Hebrew API

Hebrew G2P provides phoneme conversion using the phonikud package for handling Hebrew text with diacritics (nikud).

Main Class

class kokorog2p.he.HebrewG2P(language: str = 'he', use_espeak_fallback: bool = False, use_goruut_fallback: bool = False, load_silver: bool = True, load_gold: bool = True, preserve_punctuation: bool = True, preserve_stress: bool = True, version: str = '1.0', **kwargs: Any)[source]

Bases: G2PBase

Hebrew G2P using phonikud for phonemization.

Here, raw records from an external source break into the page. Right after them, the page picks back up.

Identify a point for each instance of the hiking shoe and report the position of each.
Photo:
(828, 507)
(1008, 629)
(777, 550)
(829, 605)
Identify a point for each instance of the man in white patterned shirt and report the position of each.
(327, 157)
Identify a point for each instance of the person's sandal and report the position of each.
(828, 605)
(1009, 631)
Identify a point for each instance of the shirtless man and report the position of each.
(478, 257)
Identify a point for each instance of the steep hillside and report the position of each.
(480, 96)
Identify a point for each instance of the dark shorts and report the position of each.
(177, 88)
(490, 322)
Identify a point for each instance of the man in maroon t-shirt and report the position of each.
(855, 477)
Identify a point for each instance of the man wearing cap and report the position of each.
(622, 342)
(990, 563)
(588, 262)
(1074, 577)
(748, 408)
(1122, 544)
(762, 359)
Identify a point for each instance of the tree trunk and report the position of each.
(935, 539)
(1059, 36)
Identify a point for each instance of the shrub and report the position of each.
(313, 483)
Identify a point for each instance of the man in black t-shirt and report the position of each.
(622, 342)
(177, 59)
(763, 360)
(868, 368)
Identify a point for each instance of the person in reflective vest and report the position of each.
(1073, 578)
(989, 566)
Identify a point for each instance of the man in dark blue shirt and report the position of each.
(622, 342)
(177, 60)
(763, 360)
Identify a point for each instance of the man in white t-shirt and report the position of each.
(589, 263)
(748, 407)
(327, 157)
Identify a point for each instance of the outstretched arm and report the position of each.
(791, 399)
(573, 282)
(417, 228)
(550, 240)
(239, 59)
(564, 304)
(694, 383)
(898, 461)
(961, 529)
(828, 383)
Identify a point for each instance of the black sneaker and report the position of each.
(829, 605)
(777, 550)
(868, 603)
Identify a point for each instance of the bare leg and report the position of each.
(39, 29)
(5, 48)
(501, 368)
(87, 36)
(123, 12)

This class converts Hebrew text to phonemes using the phonikud package. Hebrew text is expected to be with enhanced diacritics (nikud) for accurate phonemization.

Example:
>>> g2p = HebrewG2P()
>>> tokens = g2p("שָׁלוֹם")  # "shalom" with nikud
>>> for token in tokens:
...     print(f"{token.text} -> {token.phonemes}")
__init__(language: str = 'he', use_espeak_fallback: bool = False, use_goruut_fallback: bool = False, load_silver: bool = True, load_gold: bool = True, preserve_punctuation: bool = True, preserve_stress: bool = True, version: str = '1.0', **kwargs: Any) None[source]

Initialize the Hebrew G2P.

Args:

language: Language code (e.g., ‘he’, ‘he-il’, ‘heb’, ‘hebrew’). use_espeak_fallback: Whether to use espeak for unknown words.

Not typically used for Hebrew. Defaults to False.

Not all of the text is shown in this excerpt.